German Potato Salad
This tangy and flavorful salad is served warm, showcasing the delicious simplicity of fresh ingredients and traditional flavors.
INGREDIENTS
2 lbs. red potatoes
6 slices bacon
1 small onion, finely chopped
¼ cup apple cider vinegar
¼ cup chicken or vegetable broth
2 Tbsp. whole grain mustard
1 tsp. sugar
Salt and pepper to taste
Chopped fresh parsley
INSTRUCTIONS
- Boil the potatoes in a large pot of water until render, about 15-20 minutes. Drain and let cool slightly before slicing into ¼ inch thick rounds.
- In a large skillet, cook the bacon until crisp.

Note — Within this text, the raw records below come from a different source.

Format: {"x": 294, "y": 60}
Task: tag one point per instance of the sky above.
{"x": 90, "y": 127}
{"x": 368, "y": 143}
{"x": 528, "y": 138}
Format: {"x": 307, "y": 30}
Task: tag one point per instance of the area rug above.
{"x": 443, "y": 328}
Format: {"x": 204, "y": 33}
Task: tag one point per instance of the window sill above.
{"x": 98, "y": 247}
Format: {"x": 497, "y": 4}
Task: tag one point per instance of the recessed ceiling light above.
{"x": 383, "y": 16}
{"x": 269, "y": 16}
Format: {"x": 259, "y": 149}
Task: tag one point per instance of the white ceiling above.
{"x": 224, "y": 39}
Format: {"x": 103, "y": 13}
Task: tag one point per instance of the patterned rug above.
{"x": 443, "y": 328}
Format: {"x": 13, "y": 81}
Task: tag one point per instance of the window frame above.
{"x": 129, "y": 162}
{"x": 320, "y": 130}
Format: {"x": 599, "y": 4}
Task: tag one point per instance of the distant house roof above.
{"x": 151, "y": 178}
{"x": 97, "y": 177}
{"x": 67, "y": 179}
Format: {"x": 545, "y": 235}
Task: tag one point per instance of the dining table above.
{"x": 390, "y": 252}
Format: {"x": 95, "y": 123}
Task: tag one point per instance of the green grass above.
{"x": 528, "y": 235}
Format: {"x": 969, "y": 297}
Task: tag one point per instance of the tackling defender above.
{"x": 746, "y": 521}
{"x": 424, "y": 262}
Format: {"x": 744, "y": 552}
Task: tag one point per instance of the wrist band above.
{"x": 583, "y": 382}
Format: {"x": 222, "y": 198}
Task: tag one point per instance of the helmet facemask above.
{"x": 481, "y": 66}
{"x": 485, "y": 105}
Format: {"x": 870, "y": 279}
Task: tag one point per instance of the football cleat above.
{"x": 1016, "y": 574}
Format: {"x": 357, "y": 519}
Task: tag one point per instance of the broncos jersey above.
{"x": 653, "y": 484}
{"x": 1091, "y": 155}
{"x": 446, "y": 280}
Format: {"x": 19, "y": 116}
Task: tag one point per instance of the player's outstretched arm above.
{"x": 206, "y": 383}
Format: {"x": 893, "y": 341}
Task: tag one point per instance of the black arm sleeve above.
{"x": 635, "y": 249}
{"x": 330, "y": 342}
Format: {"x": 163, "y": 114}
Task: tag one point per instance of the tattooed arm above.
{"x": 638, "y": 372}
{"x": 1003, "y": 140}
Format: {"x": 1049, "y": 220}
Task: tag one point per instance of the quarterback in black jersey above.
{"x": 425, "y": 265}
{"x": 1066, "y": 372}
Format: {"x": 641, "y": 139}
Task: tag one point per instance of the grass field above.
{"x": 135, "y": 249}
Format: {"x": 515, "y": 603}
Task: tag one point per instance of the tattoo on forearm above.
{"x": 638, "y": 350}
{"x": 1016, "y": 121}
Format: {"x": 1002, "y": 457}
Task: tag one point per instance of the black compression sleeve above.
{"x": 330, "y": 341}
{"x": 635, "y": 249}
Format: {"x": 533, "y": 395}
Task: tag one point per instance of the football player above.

Remove the bacon and crumble it, leaving the grease in the skillet.
- Add the chopped onion to the skillet and cook until softened, about 5 minutes.
- Stir in the apple cider vinegar, broth, mustard, sugar, salt, and pepper. Cook for another 2 minutes to heat through.
- Add the sliced potatoes to the skillet and toss to coat in the dressing. Cook for a few minutes to heat through.
- Remove from heat and sprinkle the crumbled bacon on top. Garnish with chopped parsley.
- Serve warm or at room temperature. Enjoy!